• Folhinha

    Tuesday, 07-May-2024 05:25:53 -03

    Fernando Meirelles e Tas dizem como criaram 'pai' do 'Castelo Rá-Tim-Bum'

    RAFAEL GÓMEZ
    DE SÃO PAULO

    28/02/2015 00h01

    Neste ano, o clássico programa "Rá-Tim-Bum" completa 25 anos de sua estreia. Foram 190 programas gravados em um período de um ano e se tornou o precursor de outros programas do gênero, como o "Castelo Rá-Tim-Bum" e a "Ilha Rá-Tim-Bum".

    O cineasta Fernando Meirelles e o ator e apresentador Marcelo Tas, em entrevista por e-mail, falaram com a "Folhinha" sobre a aventura que foi fazer o "Rá-Tim-Bum" no final dos anos 1980.

    Confira a entrevista abaixo.

    Folha - O "Rá-Tim-Bum" está fazendo 25 anos e continua no ar. O programa não fica velho?

    Fernando Meirelles - Tecnicamente está gagá. A qualidade da TV melhorou muito nestes anos, mas o conteúdo acho que não. Criança até cinco anos, a faixa para qual o programa foi criado, ainda mantém a mesma agenda de 25 anos atrás: direita e esquerda, azul e vermelho, 1, 2, 3, 4... Só quando crescem começam a pensar em bobagens mais complicadas que mudam a cada ano.

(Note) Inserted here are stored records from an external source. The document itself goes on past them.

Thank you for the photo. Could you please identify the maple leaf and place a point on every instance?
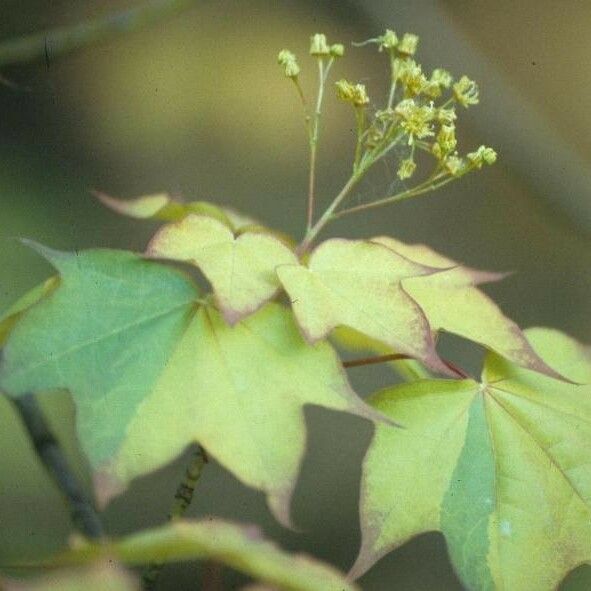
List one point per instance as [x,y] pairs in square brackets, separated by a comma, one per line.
[501,468]
[241,269]
[152,370]
[242,548]
[453,303]
[9,318]
[161,206]
[358,284]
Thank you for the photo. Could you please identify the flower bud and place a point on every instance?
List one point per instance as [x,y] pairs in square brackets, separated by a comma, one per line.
[408,44]
[337,50]
[446,138]
[455,165]
[355,94]
[446,116]
[388,40]
[466,91]
[484,155]
[289,62]
[406,169]
[318,45]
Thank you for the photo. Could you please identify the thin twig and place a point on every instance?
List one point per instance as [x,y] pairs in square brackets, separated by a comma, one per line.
[47,45]
[182,500]
[82,511]
[400,357]
[374,360]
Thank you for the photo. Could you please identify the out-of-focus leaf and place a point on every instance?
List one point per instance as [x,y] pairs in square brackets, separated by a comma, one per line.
[105,576]
[501,467]
[242,548]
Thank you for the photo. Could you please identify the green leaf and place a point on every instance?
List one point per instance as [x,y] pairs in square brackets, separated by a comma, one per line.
[12,315]
[241,548]
[162,206]
[453,303]
[357,284]
[501,468]
[241,269]
[99,577]
[151,371]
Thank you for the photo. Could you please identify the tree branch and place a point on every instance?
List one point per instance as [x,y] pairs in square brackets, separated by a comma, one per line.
[57,42]
[82,511]
[182,500]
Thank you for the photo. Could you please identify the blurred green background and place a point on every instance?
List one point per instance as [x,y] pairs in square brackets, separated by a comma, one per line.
[198,107]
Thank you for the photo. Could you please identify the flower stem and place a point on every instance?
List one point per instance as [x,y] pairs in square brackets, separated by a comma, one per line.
[82,511]
[360,117]
[314,137]
[182,500]
[420,189]
[327,215]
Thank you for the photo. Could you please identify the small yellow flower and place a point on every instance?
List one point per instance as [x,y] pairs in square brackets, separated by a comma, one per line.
[416,120]
[455,165]
[406,169]
[466,91]
[412,77]
[319,46]
[352,93]
[337,50]
[388,40]
[446,116]
[446,138]
[408,44]
[484,155]
[289,62]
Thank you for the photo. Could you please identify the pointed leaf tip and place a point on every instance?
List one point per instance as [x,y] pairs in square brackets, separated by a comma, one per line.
[499,468]
[453,303]
[358,284]
[240,268]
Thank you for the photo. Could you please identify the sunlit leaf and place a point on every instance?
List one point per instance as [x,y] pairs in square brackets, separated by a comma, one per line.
[501,467]
[453,303]
[240,268]
[242,548]
[151,371]
[358,284]
[162,206]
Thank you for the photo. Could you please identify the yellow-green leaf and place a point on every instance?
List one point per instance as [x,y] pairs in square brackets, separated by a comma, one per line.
[358,284]
[502,468]
[240,268]
[162,206]
[152,371]
[453,303]
[242,548]
[11,316]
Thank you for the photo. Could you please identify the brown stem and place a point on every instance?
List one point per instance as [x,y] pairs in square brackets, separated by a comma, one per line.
[82,511]
[182,500]
[374,360]
[399,357]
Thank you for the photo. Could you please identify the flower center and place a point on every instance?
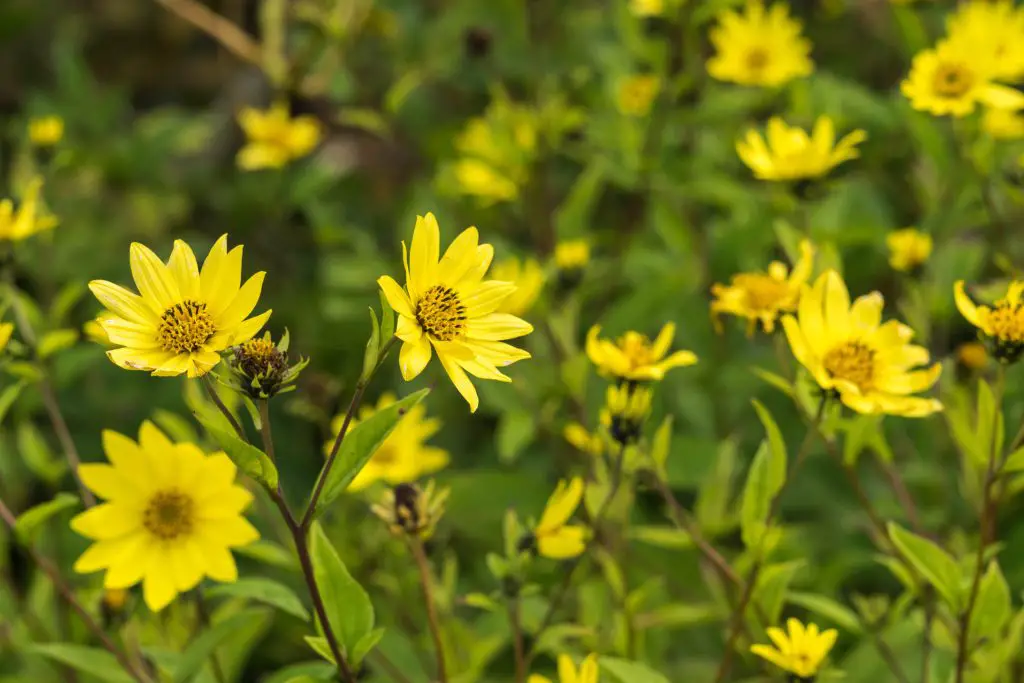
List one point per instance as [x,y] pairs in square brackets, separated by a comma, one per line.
[853,361]
[185,327]
[440,313]
[169,514]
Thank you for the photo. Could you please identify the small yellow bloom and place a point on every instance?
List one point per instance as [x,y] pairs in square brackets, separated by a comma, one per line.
[46,131]
[1000,325]
[762,297]
[908,249]
[759,47]
[171,517]
[448,307]
[403,457]
[555,537]
[274,138]
[801,651]
[634,357]
[567,673]
[849,350]
[792,155]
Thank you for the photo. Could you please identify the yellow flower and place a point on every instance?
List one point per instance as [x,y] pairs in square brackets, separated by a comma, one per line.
[448,307]
[634,357]
[528,278]
[908,249]
[792,155]
[30,216]
[182,316]
[952,80]
[46,131]
[403,457]
[764,296]
[567,673]
[1001,325]
[850,351]
[172,515]
[274,138]
[800,652]
[759,47]
[636,94]
[555,537]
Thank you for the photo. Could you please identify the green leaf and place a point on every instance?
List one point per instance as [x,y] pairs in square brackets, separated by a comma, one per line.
[359,444]
[348,607]
[90,660]
[265,591]
[30,520]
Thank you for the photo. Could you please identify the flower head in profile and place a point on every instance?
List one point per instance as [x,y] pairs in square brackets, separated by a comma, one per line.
[793,155]
[274,138]
[762,297]
[448,307]
[634,357]
[567,672]
[800,651]
[908,249]
[870,365]
[403,457]
[171,516]
[759,47]
[554,537]
[1000,325]
[182,316]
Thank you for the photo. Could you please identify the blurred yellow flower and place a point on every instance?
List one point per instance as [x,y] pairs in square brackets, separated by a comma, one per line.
[403,457]
[555,537]
[793,155]
[30,217]
[633,357]
[448,307]
[801,651]
[567,673]
[759,47]
[182,317]
[636,94]
[908,249]
[172,515]
[762,297]
[849,351]
[1001,325]
[46,131]
[274,138]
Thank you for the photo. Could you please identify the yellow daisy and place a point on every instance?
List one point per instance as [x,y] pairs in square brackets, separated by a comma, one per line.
[182,316]
[759,47]
[448,307]
[172,515]
[851,352]
[762,297]
[403,457]
[793,155]
[634,357]
[801,651]
[554,536]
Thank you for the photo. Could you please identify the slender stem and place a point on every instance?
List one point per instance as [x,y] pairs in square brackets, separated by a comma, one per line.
[416,546]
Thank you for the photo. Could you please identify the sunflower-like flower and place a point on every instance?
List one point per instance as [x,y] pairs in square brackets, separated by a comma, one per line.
[759,47]
[1000,325]
[448,307]
[849,351]
[762,297]
[182,316]
[793,155]
[273,138]
[801,651]
[633,357]
[172,515]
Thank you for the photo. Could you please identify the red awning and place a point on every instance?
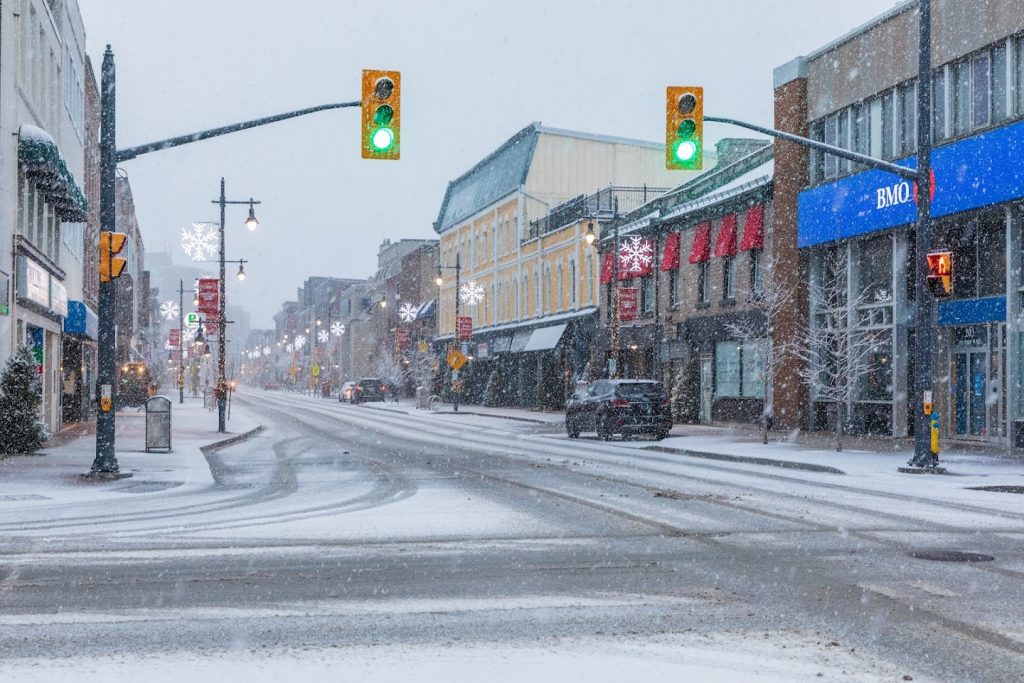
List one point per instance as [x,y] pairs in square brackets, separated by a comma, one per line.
[670,260]
[754,228]
[701,244]
[726,244]
[606,265]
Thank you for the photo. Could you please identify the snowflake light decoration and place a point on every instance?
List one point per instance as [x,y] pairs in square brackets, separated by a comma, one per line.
[636,254]
[169,310]
[471,293]
[200,242]
[407,312]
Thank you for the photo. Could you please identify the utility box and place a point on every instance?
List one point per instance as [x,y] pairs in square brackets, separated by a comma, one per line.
[158,424]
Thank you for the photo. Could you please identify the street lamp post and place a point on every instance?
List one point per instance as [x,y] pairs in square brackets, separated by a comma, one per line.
[221,390]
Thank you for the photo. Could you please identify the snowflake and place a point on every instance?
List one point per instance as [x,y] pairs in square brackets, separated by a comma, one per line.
[169,310]
[200,242]
[407,312]
[471,293]
[636,254]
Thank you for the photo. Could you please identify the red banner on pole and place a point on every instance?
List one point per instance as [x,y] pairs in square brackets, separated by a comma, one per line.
[465,328]
[628,299]
[209,296]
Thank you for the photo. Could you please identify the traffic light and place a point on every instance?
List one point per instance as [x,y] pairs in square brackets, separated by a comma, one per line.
[381,114]
[111,265]
[940,273]
[684,128]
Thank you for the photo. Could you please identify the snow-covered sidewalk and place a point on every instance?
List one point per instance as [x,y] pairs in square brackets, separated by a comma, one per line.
[53,473]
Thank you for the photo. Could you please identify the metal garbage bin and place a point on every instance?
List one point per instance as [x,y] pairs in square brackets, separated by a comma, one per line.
[158,423]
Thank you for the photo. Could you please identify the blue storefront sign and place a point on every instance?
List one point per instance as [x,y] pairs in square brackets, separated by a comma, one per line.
[81,321]
[969,174]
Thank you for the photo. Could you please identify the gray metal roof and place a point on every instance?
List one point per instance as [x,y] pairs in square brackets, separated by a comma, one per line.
[499,174]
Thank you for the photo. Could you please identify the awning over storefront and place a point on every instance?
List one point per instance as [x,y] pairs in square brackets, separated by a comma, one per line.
[545,338]
[754,228]
[426,309]
[45,166]
[81,321]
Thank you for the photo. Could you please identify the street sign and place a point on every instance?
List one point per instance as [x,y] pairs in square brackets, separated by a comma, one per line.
[457,359]
[209,296]
[465,328]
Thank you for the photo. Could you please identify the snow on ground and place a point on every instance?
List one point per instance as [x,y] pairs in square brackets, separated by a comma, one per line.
[718,657]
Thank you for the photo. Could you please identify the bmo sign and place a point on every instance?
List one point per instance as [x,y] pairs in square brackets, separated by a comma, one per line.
[893,195]
[975,172]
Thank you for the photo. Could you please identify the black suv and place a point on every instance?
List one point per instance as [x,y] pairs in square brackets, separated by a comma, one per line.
[620,407]
[368,388]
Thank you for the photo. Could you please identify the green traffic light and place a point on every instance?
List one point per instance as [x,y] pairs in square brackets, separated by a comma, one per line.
[686,151]
[382,138]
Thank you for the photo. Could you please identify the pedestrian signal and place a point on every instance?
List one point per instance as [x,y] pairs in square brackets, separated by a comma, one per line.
[940,273]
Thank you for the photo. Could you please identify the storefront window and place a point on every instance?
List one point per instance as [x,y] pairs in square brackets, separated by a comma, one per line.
[727,369]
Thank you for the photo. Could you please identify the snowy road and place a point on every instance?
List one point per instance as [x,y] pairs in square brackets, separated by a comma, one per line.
[419,537]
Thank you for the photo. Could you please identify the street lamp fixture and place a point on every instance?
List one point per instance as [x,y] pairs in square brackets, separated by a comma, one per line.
[251,221]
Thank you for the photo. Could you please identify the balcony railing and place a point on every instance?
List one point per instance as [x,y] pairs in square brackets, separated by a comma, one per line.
[601,204]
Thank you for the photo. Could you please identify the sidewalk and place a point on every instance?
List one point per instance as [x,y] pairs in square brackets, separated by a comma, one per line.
[53,473]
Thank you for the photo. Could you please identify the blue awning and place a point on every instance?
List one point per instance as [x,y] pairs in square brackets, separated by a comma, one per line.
[81,321]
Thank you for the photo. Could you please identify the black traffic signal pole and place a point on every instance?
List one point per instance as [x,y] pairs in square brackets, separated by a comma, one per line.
[924,305]
[105,462]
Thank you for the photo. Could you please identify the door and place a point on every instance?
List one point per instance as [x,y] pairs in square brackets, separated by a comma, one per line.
[707,387]
[970,391]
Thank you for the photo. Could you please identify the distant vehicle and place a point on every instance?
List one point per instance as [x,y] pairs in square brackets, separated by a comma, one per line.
[368,388]
[134,385]
[620,407]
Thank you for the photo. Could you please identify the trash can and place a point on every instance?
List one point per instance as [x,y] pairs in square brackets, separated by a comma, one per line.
[158,424]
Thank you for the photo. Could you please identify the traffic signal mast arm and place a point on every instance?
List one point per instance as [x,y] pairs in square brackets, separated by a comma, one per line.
[871,162]
[131,153]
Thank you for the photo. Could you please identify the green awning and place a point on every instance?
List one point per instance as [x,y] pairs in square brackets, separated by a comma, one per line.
[43,164]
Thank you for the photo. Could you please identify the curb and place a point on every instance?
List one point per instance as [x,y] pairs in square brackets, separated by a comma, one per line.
[749,460]
[217,445]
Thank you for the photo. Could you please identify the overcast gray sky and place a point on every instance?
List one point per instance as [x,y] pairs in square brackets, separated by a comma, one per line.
[473,74]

    Marcelo Tas - Velho é algo que não é capaz de se renovar e acaba perdendo a graça com a passagem do tempo. O "Rá-Tim-Bum" não fica velho porque é clássico. Clássico é uma palavra que quer dizer o primeiro da classe, no sentido de ser uma coisa que não existia antes. O "Rá-Tim-Bum" foi feito com o coração, sem copiar nada que tenha vindo antes. Acredito que é por isso que não envelhece com o tempo.

    Como surgiu a ideia do programa? Quais foram as inspirações? Vocês tinham dinheiro para fazer ou foi tudo "na raça"?

    Fernando Meirelles - A Fiesp (Federação das Indústrias do Estado de São Paulo) encomendou para a TV Cultura um programa que pudesse funcionar como uma pré-escola para crianças que não tinham o luxo de frequentar uma. Claro que também funciona para crianças que vão à pré-escola, pois o conteúdo é divertido para a idade. Com a encomenda na mão e mais um currículo de conteúdos para cada dia, me convidaram para inventar o programa. Fiz isso em parceria com o Flávio de Souza, dramaturgo que escrevia alguns programas para a Cultura.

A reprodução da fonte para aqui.